While it will ruin the shot if you’re looking for a clear, sharp final image, moving the lens during exposure can produce a particular type of effect that adds some character, edge, and a little fun to your photo.
Positioning his model in front of a simple background of Venetian blinds, McNally shows us just how easy it is to add a sort of vortex feel to an otherwise nondescript setting by using a zoom lens. He uses 24-70mm lens and a gridded Nikon SB-910 TTL AF Speedlight Flash positioned over his subject. To blend in a little ambient exposure in the room, he lengthened his shutter speed. McNally shot with a small aperture—f/13, and a shutter speed of 1/6 of a second. The slow shutter speed is crucial, because you need the extra time to adjust the lens.
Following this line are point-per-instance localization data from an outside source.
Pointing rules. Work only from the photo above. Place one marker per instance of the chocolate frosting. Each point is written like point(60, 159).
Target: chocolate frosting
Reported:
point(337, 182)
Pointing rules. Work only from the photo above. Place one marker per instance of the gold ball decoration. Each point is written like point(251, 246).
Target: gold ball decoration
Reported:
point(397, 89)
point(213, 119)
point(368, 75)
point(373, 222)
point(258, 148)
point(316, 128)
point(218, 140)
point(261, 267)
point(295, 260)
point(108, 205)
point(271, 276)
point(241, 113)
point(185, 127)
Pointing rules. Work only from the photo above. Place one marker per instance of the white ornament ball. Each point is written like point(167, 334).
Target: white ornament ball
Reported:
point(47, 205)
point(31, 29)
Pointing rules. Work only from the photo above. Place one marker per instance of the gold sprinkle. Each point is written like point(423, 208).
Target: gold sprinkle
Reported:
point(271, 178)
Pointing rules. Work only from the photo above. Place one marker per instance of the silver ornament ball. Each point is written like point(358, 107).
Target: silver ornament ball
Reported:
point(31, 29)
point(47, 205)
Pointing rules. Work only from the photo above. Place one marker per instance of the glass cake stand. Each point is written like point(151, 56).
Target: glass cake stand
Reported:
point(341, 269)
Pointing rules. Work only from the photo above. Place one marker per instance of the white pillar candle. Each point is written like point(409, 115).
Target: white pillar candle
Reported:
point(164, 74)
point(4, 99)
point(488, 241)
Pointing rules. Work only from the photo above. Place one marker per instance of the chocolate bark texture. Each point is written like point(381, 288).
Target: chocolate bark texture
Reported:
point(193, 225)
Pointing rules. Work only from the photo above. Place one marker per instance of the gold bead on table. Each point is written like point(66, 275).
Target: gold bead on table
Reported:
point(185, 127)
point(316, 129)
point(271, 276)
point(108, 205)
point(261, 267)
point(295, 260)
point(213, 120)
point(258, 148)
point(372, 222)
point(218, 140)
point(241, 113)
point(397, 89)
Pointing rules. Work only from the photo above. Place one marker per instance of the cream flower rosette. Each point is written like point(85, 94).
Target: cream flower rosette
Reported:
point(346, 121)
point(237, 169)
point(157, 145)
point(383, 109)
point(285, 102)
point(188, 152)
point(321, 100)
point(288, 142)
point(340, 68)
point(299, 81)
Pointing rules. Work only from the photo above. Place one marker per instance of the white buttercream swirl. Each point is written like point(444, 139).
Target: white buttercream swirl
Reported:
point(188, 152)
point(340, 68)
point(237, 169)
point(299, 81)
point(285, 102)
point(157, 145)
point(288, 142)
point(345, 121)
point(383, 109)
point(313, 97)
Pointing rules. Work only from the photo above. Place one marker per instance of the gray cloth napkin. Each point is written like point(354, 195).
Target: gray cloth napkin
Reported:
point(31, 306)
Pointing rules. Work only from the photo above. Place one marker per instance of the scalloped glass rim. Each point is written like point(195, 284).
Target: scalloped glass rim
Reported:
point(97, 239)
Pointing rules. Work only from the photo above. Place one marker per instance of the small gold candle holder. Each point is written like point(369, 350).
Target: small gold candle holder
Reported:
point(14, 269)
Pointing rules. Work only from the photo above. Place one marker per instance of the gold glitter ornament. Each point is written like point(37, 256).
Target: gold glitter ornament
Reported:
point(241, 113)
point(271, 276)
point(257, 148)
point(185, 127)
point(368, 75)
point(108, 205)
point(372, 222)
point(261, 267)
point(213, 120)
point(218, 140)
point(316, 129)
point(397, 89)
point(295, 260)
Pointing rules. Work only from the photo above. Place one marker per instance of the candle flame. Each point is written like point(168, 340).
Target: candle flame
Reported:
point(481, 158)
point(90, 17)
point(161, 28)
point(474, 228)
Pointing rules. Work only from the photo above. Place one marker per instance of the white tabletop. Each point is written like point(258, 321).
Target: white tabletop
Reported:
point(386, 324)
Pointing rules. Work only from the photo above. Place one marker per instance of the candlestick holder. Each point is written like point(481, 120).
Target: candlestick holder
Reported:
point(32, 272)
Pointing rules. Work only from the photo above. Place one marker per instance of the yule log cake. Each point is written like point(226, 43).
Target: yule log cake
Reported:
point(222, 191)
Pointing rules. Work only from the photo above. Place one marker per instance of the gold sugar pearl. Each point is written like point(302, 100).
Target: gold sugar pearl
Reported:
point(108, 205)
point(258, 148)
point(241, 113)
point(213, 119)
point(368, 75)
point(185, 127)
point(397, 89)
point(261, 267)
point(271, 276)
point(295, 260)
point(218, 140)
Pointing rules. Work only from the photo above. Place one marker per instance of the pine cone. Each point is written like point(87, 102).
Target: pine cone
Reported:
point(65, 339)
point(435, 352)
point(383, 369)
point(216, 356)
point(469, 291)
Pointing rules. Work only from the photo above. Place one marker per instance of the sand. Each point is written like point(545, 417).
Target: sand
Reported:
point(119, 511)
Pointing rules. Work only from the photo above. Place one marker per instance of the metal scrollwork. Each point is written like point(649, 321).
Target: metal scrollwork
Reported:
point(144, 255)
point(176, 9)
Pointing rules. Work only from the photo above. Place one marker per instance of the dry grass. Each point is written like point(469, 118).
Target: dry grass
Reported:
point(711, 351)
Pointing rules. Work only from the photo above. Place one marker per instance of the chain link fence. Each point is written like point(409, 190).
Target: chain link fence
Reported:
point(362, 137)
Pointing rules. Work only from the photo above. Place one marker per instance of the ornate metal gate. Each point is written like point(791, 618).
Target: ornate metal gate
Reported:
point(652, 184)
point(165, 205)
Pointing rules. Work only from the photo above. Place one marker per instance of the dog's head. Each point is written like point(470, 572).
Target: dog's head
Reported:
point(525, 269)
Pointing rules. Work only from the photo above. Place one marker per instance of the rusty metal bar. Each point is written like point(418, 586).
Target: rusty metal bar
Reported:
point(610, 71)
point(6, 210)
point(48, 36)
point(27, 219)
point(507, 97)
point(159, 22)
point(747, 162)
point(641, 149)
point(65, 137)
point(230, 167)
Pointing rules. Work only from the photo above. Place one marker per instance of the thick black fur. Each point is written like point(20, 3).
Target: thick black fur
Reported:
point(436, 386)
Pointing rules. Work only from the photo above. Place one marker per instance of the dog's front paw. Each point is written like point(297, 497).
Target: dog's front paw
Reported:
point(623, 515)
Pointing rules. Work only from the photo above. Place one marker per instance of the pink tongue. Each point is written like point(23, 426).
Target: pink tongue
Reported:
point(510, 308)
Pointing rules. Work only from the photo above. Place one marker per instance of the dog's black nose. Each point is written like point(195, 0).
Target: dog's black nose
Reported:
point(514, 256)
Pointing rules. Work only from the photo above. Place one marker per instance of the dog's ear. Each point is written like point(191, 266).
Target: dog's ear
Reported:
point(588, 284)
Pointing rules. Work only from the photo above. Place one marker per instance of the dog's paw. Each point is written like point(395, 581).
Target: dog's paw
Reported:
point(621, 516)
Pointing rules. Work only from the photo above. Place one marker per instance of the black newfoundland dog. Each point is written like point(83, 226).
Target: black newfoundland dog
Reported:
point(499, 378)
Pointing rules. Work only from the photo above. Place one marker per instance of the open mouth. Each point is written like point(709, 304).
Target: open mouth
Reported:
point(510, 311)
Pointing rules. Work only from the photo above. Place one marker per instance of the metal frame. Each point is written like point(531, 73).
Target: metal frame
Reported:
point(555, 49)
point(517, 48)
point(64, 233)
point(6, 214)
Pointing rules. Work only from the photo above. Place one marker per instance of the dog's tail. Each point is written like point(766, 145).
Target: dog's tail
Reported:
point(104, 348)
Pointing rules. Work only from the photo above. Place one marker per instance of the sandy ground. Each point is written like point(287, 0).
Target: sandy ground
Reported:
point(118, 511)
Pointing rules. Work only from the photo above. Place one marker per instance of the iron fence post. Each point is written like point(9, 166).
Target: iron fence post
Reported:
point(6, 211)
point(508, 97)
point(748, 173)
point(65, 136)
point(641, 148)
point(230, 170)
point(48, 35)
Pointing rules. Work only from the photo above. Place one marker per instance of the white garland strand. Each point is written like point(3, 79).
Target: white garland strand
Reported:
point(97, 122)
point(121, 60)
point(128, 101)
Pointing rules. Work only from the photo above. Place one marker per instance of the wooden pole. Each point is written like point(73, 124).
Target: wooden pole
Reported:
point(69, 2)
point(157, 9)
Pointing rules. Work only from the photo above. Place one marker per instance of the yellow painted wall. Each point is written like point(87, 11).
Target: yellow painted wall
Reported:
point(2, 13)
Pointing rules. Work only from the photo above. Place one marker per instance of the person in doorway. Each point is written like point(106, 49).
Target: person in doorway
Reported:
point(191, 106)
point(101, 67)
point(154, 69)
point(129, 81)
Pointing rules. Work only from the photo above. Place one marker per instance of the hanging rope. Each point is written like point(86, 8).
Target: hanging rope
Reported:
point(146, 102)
So simple. As you click the shutter and it opens, you physically move the lens. Since the physical elements of the lens are now moving as you make the exposure, the image will distort. Here are McNally’s steps:
- Set the timing of flash to rear curtain (the flash will go off at the end of the exposure).
- Begin the zoom before triggering the shutter, since 1/6 of second happens pretty quickly and doesn’t leave much room to zoom after hitting the shutter.
- Squeeze the shutter as you’re starting to zoom.
McNally tends to zoom from telephoto to wide, because depth of field increases as you zoom to wider. Some people prefer to do it differently to get a different effect, but it’s up to you.
So, as much as photography rules make sense in other cases, for this technique you want to throw the rules out the window. Forget about the rule of thirds, stick your subject right in the middle of the frame and zoom in on the bullseye as you shoot to create a pretty trippy image.